Мать соглашается позволить Тому носить уголь из сарая и консервы из рудничной лавки. По вторникам, ладно уж, пусть ходит к мяснику в Дирборн{139}. Только будь осторожен, Котик, и не спеши.
В тот первый вторник Том движется через поселок в таком восторге, что прямо дух вон. По длинным, посыпанным гравием дорожкам, мимо хижин рудничного городка и терриконов голубой и белой соли, пакгаузов, похожих на мрачные храмы, и демонического вида погрузочных транспортеров. Вокруг грохочет и лязгает колоссальной мощью индустрия Детройта. Мальчик говорит себе, что он охотник за сокровищами, герой одной из приключенческих книжек мистера Уимза, агент с особым заданием, разведчик в тылу врага. Нахохлившись, руки в карманы, он идет медленным шагом, но его душа невесомой пушинкой летит сквозь весь этот мрак вперед, радостная и искрящаяся счастьем.
В мае того же года (1929) четырнадцатилетний Том идет по улице, думая о том, что весна приходит независимо от того, замечаешь ты это или нет. Она приходит из-под снега и из-за стен, вдруг возникает в темноте, пока ты спишь, и тут из придорожного бурьяна выступает Руби Хорнэди. Через плечо у нее свернутый кольцами гофрированный шланг, в одной руке маска для плавания{140}, в другой шинный насос. О! Слушай, ты мне не поможешь? Частота пульса у Тома взлетает.
Мне надо к мяснику.
Ну, нет так нет. Руби поворачивается уходить. Но как он может сказать ей «нет»?
Она ведет его на запад, от соляных копей прочь, мимо свалок ржавых механизмов. Они перелезают забор, проходят по брошенному полю и идут еще с четверть мили через сосновый лесок к затону, где цапли, стоящие в зарослях рогоза, на первый взгляд кажутся большими белыми цветами.

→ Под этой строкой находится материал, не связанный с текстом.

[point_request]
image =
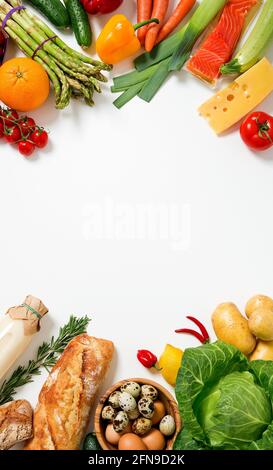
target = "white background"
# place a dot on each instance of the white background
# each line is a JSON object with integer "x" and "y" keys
{"x": 137, "y": 291}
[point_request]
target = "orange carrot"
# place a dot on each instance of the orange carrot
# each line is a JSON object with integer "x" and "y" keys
{"x": 183, "y": 7}
{"x": 144, "y": 11}
{"x": 159, "y": 11}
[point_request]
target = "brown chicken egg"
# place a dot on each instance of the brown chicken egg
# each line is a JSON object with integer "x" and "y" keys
{"x": 159, "y": 412}
{"x": 154, "y": 440}
{"x": 131, "y": 441}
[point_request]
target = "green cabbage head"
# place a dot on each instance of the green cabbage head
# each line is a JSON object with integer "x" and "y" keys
{"x": 225, "y": 401}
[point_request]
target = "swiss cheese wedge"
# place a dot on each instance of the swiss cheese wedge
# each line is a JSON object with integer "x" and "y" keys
{"x": 232, "y": 103}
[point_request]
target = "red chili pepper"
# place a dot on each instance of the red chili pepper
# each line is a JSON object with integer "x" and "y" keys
{"x": 146, "y": 358}
{"x": 203, "y": 337}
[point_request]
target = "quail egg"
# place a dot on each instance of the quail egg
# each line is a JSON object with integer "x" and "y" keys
{"x": 134, "y": 414}
{"x": 108, "y": 412}
{"x": 167, "y": 425}
{"x": 120, "y": 421}
{"x": 127, "y": 402}
{"x": 146, "y": 407}
{"x": 148, "y": 391}
{"x": 131, "y": 387}
{"x": 141, "y": 426}
{"x": 114, "y": 399}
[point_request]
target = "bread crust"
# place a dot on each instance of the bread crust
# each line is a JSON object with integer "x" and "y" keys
{"x": 63, "y": 411}
{"x": 15, "y": 423}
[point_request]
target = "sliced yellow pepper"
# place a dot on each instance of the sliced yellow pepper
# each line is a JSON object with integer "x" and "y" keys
{"x": 170, "y": 362}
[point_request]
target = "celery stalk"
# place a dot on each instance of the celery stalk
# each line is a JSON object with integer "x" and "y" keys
{"x": 199, "y": 21}
{"x": 254, "y": 47}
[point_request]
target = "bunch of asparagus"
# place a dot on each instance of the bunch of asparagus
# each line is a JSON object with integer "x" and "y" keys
{"x": 71, "y": 73}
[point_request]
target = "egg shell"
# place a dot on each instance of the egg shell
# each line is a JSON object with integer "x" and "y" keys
{"x": 127, "y": 402}
{"x": 167, "y": 425}
{"x": 131, "y": 387}
{"x": 159, "y": 412}
{"x": 141, "y": 426}
{"x": 148, "y": 391}
{"x": 146, "y": 407}
{"x": 130, "y": 441}
{"x": 114, "y": 399}
{"x": 111, "y": 435}
{"x": 154, "y": 440}
{"x": 120, "y": 421}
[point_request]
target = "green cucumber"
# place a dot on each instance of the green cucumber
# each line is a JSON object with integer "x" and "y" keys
{"x": 91, "y": 442}
{"x": 54, "y": 10}
{"x": 80, "y": 22}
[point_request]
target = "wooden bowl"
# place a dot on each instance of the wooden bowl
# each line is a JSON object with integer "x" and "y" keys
{"x": 164, "y": 395}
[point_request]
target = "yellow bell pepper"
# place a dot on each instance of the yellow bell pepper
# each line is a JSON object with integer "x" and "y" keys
{"x": 118, "y": 41}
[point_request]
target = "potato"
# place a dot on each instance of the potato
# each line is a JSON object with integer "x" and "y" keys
{"x": 263, "y": 350}
{"x": 231, "y": 327}
{"x": 256, "y": 302}
{"x": 261, "y": 323}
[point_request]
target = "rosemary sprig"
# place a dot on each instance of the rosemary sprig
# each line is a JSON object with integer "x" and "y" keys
{"x": 47, "y": 356}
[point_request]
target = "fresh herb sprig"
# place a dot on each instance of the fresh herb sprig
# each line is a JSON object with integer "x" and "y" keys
{"x": 47, "y": 357}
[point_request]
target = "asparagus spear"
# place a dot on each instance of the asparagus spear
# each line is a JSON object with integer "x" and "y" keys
{"x": 71, "y": 72}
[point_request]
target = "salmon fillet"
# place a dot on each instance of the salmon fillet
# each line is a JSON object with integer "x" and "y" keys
{"x": 219, "y": 45}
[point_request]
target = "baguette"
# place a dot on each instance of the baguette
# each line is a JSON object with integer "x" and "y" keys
{"x": 62, "y": 415}
{"x": 15, "y": 423}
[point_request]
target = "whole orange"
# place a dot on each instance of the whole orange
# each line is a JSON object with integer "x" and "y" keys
{"x": 24, "y": 84}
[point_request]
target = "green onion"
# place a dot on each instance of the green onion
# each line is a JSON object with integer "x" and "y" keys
{"x": 254, "y": 47}
{"x": 199, "y": 21}
{"x": 160, "y": 52}
{"x": 128, "y": 95}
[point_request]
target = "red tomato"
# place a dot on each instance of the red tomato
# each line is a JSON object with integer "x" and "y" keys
{"x": 2, "y": 39}
{"x": 40, "y": 138}
{"x": 257, "y": 131}
{"x": 27, "y": 125}
{"x": 10, "y": 116}
{"x": 100, "y": 6}
{"x": 12, "y": 134}
{"x": 26, "y": 148}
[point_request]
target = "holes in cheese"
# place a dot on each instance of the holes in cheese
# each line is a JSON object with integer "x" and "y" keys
{"x": 231, "y": 104}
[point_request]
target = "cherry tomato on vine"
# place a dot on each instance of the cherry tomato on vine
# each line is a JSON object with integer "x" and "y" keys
{"x": 257, "y": 131}
{"x": 10, "y": 117}
{"x": 40, "y": 138}
{"x": 26, "y": 148}
{"x": 27, "y": 125}
{"x": 12, "y": 134}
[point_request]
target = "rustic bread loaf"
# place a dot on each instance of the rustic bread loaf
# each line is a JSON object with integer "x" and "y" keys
{"x": 15, "y": 423}
{"x": 63, "y": 411}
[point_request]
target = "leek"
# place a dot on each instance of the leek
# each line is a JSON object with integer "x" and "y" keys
{"x": 254, "y": 47}
{"x": 160, "y": 52}
{"x": 132, "y": 78}
{"x": 199, "y": 21}
{"x": 151, "y": 87}
{"x": 128, "y": 95}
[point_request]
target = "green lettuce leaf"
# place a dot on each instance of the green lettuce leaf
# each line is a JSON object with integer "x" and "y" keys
{"x": 201, "y": 368}
{"x": 263, "y": 371}
{"x": 235, "y": 412}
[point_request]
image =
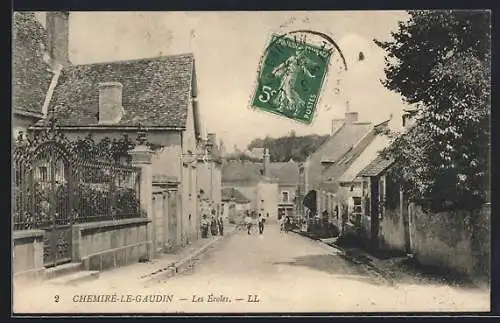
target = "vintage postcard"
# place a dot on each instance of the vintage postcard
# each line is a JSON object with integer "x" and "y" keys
{"x": 251, "y": 162}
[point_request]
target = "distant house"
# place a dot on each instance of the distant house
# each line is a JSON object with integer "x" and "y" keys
{"x": 270, "y": 186}
{"x": 317, "y": 176}
{"x": 157, "y": 95}
{"x": 36, "y": 62}
{"x": 234, "y": 203}
{"x": 348, "y": 187}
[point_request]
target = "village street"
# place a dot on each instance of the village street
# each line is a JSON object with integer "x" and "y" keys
{"x": 284, "y": 272}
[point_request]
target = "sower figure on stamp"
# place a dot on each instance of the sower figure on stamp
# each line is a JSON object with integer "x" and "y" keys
{"x": 288, "y": 71}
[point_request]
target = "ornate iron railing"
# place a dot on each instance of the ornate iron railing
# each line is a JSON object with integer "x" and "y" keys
{"x": 54, "y": 185}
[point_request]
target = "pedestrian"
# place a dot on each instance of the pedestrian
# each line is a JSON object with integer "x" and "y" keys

Вдох через рот, говорит она и принимается собирать камни. Выдох носом. А ты качаешь. Ну что, Том, понял? В зеленоватой воде на глубине полуметра Том различает смутные силуэты нескольких рыб, плавающих среди водорослей.
Один конец шланга Руби бросает в воду. Второй приматывает вощеной веревкой к насосу. Потом набивает карманы камнями. Входит в воду, оглядывается, говорит: Давай, качай – и всовывает шланг себе в рот. Плавательную маску надевает на глаза и опускает лицо под воду.
Над спиной Руби смыкается речная вода, шланг с берега понемногу сползает. Том старательно качает. Над головой движутся, ползут небеса. Кольца садового шланга, мокро поблескивая на солнце, плавают на поверхности, разворачиваясь и сдвигаясь. Время от времени из глубины поднимаются пузыри, все дальше и дальше от берега.
Одна минута, две минуты. Том качает. Его сердце, несмотря на слабость, делает то же самое. А ведь он не должен быть здесь. Он не должен присутствовать при том, как эта тощенькая, но такая милая девочка топится в затоне. Что же еще-то она делает? Ему вспоминается одно из любимых сравнений мистера Уимза: Дрожишь и мечешься, как магнитная стрелка на полюсе.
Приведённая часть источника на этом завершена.